Leading fund managers are bracing themselves for another year of disappointing individual savings account (ISA) sales. With just one week of the 2004/05 tax year to go, sales of ISAs remain flat, despite improving stock market valuations over the past 12 months.

ISAs, which allow investors to shelter up to £7,000 of stock market investments from tax each year, were introduced in 1999 to replace personal equity plans (PEPs). But despite City fund managers' persistence with expensive marketing campaigns every year in the run up to the end of the tax year on 5 April, most companies have recorded poor sales in recent times.

The investment industry had hoped that sales of collective fund ISAs would finally improve this year, after a disastrous period since the stock market bull run collapsed at the end of 1999.
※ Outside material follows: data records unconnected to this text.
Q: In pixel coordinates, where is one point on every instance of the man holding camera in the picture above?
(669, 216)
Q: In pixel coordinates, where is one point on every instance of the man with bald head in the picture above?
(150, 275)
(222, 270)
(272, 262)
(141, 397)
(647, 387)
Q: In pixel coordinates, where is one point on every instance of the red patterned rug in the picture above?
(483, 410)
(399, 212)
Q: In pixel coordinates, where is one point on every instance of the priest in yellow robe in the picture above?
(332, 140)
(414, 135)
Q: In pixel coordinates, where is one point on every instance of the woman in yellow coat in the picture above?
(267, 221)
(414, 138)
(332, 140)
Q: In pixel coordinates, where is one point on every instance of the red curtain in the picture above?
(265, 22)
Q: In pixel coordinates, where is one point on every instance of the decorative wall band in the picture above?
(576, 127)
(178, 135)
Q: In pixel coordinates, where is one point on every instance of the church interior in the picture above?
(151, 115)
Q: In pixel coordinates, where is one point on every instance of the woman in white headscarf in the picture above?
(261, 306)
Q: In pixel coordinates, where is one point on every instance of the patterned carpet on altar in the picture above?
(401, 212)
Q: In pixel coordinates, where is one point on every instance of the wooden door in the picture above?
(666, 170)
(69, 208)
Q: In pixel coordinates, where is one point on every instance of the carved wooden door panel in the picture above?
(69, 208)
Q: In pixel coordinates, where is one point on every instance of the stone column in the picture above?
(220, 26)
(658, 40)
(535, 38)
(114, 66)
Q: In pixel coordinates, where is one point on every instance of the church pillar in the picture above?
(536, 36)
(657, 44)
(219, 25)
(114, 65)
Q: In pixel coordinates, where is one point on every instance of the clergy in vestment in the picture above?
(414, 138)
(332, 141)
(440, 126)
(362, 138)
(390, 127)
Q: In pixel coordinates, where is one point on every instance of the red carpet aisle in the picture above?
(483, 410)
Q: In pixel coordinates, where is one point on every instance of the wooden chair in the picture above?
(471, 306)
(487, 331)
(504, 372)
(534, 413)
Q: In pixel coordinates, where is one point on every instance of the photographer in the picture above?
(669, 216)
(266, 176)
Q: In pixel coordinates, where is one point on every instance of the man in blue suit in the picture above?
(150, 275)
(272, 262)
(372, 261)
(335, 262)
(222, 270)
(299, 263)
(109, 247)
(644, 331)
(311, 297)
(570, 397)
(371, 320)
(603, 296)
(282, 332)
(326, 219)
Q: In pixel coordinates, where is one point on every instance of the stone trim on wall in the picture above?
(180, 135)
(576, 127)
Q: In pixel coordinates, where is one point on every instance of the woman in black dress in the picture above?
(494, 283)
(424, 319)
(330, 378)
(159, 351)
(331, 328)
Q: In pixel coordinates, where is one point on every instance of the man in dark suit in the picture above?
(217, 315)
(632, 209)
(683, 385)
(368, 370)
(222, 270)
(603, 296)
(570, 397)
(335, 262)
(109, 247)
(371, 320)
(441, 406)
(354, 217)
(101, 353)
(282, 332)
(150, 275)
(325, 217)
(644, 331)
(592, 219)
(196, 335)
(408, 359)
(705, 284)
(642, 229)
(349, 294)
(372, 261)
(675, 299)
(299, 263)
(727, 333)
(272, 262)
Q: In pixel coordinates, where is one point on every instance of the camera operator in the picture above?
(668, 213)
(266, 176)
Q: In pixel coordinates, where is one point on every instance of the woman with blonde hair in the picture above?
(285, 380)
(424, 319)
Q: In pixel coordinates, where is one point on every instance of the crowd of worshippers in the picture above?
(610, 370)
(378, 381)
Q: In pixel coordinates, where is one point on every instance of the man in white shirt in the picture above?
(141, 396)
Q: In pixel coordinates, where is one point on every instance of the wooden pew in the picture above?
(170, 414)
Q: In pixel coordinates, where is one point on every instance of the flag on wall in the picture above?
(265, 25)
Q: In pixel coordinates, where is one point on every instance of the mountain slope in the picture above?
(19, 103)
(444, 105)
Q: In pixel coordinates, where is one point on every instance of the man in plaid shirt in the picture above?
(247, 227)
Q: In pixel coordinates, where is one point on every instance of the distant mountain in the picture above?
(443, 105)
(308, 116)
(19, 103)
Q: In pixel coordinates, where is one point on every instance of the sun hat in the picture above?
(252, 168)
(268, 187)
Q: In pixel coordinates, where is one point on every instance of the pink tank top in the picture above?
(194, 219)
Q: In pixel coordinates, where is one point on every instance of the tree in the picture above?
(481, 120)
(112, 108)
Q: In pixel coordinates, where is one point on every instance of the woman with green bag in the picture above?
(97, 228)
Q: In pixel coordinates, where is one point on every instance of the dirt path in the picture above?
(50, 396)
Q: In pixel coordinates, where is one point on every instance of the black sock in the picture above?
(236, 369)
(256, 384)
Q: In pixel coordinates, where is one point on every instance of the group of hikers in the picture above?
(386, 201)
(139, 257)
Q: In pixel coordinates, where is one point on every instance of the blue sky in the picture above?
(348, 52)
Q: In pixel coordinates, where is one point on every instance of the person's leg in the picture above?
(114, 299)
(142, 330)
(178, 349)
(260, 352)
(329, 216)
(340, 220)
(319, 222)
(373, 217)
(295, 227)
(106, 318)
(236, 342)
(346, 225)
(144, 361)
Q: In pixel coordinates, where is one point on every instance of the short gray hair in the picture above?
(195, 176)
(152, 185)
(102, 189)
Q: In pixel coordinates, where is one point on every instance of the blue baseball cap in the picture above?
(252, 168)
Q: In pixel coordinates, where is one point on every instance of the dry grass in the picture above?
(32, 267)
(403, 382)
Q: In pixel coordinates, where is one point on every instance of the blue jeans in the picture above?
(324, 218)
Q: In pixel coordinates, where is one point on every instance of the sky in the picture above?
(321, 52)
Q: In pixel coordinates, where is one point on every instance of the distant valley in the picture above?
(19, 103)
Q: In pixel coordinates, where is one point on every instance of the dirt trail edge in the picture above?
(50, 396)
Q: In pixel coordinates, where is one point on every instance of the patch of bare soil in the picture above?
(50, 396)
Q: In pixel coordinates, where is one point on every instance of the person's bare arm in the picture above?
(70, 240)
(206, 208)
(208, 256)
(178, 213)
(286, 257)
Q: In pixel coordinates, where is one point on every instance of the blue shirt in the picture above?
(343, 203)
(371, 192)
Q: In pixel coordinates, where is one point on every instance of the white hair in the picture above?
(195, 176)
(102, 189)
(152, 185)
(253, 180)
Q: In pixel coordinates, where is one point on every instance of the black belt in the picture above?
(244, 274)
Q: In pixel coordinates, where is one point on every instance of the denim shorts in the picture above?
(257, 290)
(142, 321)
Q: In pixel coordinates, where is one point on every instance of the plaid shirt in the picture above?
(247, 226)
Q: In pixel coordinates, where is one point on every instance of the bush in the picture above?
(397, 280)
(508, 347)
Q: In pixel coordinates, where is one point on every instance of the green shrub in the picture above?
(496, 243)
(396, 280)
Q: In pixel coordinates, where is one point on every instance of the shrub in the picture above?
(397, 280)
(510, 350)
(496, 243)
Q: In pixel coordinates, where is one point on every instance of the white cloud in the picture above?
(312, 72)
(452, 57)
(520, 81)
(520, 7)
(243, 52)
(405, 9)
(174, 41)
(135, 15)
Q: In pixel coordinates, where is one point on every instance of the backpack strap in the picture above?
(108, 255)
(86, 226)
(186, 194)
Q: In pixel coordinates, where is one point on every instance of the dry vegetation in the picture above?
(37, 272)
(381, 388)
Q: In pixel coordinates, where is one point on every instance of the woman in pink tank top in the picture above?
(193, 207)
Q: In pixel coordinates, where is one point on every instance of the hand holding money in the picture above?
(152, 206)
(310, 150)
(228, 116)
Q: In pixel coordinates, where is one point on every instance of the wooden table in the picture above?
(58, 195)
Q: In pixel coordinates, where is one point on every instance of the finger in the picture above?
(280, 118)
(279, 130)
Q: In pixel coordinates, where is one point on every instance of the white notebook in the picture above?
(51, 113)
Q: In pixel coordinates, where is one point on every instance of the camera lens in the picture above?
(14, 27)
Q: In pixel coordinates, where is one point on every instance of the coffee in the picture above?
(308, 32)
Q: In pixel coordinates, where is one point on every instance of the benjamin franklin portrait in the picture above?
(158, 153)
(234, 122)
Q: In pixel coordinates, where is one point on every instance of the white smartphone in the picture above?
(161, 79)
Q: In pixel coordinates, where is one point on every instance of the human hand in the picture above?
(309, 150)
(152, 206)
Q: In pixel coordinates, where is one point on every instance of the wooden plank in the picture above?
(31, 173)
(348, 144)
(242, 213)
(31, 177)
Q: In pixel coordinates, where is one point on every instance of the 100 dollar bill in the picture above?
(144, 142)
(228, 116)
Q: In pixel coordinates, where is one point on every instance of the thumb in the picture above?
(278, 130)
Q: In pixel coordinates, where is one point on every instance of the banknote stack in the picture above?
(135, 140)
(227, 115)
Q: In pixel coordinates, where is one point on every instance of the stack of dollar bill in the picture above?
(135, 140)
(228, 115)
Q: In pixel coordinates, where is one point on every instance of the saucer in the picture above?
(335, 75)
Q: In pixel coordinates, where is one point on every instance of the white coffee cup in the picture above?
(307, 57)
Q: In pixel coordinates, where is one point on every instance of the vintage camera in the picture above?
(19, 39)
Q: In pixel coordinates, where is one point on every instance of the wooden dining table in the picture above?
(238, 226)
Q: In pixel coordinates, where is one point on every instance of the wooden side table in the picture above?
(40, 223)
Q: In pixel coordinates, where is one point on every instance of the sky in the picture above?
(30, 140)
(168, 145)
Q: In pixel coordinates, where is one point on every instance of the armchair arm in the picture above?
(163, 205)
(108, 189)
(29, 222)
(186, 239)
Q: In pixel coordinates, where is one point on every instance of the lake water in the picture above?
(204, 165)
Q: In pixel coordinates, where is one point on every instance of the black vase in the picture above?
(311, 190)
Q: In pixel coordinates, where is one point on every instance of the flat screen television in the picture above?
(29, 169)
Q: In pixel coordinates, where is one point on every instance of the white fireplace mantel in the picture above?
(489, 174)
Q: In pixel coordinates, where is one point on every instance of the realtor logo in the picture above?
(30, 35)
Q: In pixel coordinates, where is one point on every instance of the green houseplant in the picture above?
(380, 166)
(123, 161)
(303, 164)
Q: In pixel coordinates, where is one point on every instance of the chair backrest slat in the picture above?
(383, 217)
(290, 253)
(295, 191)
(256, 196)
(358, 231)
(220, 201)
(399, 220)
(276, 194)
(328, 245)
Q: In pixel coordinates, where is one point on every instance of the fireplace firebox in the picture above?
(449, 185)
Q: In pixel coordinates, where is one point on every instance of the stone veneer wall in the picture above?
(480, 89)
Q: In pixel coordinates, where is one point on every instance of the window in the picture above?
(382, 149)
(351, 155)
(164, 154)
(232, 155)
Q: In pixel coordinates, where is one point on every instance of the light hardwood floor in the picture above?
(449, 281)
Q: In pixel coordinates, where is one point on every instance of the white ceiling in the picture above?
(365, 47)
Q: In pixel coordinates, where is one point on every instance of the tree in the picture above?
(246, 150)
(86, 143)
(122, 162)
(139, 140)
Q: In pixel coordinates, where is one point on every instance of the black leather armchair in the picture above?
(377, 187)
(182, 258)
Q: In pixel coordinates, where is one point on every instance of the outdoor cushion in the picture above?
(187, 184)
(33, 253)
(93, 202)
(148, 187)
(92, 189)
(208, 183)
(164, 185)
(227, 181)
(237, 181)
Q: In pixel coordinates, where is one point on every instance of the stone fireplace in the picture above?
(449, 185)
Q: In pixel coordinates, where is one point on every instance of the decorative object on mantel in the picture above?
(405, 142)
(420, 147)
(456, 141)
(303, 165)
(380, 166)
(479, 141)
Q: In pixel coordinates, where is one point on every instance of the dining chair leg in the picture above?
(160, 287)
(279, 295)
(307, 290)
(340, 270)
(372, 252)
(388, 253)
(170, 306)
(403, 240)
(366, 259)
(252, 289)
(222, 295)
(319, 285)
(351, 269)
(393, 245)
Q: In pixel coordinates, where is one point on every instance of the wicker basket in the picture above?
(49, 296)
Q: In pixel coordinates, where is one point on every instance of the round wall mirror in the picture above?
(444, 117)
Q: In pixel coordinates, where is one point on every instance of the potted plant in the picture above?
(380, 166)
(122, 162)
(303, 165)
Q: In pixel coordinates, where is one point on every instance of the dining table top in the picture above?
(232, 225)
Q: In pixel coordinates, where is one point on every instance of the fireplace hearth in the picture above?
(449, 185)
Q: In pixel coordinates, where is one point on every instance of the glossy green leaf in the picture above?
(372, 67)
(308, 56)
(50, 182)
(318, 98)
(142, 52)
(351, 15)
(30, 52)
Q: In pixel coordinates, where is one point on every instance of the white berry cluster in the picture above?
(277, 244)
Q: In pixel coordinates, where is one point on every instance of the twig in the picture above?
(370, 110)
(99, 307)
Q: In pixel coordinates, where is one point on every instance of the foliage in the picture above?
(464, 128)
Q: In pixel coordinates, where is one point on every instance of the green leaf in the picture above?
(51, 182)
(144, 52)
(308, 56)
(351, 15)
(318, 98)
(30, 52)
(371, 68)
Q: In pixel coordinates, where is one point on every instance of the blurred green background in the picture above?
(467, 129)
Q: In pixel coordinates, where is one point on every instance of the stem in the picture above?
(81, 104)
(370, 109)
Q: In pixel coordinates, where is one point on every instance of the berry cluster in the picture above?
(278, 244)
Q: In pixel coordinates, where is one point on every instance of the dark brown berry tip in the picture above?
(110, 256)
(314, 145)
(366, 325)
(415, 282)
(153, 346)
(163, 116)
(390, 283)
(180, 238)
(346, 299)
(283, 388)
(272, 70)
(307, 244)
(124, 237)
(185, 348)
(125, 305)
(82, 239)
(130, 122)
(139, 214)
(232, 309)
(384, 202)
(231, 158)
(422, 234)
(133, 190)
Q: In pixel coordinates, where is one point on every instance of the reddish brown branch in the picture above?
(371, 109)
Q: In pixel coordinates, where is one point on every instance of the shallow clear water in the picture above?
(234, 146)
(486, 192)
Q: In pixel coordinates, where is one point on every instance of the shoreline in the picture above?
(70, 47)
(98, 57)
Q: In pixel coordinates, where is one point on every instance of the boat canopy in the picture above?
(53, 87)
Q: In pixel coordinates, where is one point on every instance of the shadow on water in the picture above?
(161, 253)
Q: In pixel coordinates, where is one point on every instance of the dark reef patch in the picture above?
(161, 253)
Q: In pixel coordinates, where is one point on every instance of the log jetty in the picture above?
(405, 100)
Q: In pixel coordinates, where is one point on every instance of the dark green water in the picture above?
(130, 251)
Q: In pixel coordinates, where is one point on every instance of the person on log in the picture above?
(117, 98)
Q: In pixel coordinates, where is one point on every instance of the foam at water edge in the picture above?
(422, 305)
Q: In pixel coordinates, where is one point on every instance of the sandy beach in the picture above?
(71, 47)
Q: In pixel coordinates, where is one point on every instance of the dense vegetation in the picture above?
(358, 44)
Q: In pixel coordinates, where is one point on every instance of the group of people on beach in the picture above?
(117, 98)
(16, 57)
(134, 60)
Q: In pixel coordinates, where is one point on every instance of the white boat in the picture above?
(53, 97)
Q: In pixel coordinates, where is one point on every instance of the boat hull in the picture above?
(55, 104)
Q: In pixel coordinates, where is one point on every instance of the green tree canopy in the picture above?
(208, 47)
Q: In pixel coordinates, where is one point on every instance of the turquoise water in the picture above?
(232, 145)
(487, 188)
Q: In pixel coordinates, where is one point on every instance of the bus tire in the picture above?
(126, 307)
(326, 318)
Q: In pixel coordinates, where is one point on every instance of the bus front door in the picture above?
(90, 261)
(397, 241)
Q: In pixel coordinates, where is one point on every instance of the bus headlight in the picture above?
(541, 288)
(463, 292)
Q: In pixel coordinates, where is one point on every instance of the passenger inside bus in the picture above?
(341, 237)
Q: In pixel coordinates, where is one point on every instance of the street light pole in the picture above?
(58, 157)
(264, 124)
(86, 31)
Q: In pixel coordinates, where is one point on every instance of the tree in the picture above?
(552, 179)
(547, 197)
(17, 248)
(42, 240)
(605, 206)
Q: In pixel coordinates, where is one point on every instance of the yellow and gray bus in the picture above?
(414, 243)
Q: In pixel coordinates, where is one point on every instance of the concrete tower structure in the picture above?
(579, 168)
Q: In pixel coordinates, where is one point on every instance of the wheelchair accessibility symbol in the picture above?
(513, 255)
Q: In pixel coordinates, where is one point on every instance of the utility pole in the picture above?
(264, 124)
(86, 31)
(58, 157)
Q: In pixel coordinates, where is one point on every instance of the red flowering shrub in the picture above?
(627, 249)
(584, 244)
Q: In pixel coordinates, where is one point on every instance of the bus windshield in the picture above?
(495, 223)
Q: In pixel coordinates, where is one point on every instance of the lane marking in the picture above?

However, while the subsequent market downturn bottomed out at the beginning of 2003, investor confidence has been slow to return. Even the 7.5 per cent return posted by the UK stock market last year and the FTSE 100 Index's breakthrough to the 5,000 level last month have failed to revive ISA sales.

Although a handful of individual managers say their sales are up, intermediaries such as financial advisers say investors have still not returned to the ISA market.

Darius McDermott, the managing director of Chelsea Financial Services, one of Britain's biggest fund brokers, said: "What the investment groups are telling me is they are not having such a good time - very few managers seem to be ahead of their targets."

Ben Yearsley, the investment director of the independent financial adviser Hargreaves Lansdown, added: "Our sales are just about on a par with last year, but we have had to work very hard to get them and overall I think sales of ISAs will be down year on year."

Fund managers say the Government's decision last year to cut a valuable tax break that was previously available within ISAs has added to investors' nervousness.

Helen Stephenson, a spokeswoman for the Investment Management Association (IMA), said: "The removal of the 10 per cent tax credit from dividends on funds with ISAs last year has been a real disincentive, and it takes time to rebuild confidence, even after an improvement in stock market valuations."

Ms Stephenson said she hoped Gordon Brown's announcement in this month's Budget that ISAs would continue to be available until at least 2010 would boost sales. But the trade body, which represents all Britain's leading fund management groups, has so far failed to record any uplift.

Sales of stock market ISAs in January, the last month for which official figures are available, were down by 79 per cent on January 2004. However, certain managers are bucking the trend. David Cowdell, the director of personal investments at Fidelity, Britain's largest fund manager, said: "Our gross sales this year to date are up 13 per cent on the same period last year and it's worth remembering a good chunk of sales come in during the final week."

New Star Asset Management, the fund manager set up by the Jupiter founder John Duffield, is also understood to be performing well, as is Artemis, another relatively recent entrant to the retail fund management market.

The slowdown does not affect cash ISAs, the £3,000-a-year risk-free alternative to stock market funds. Banks and building societies continue to report buoyant sales of these accounts.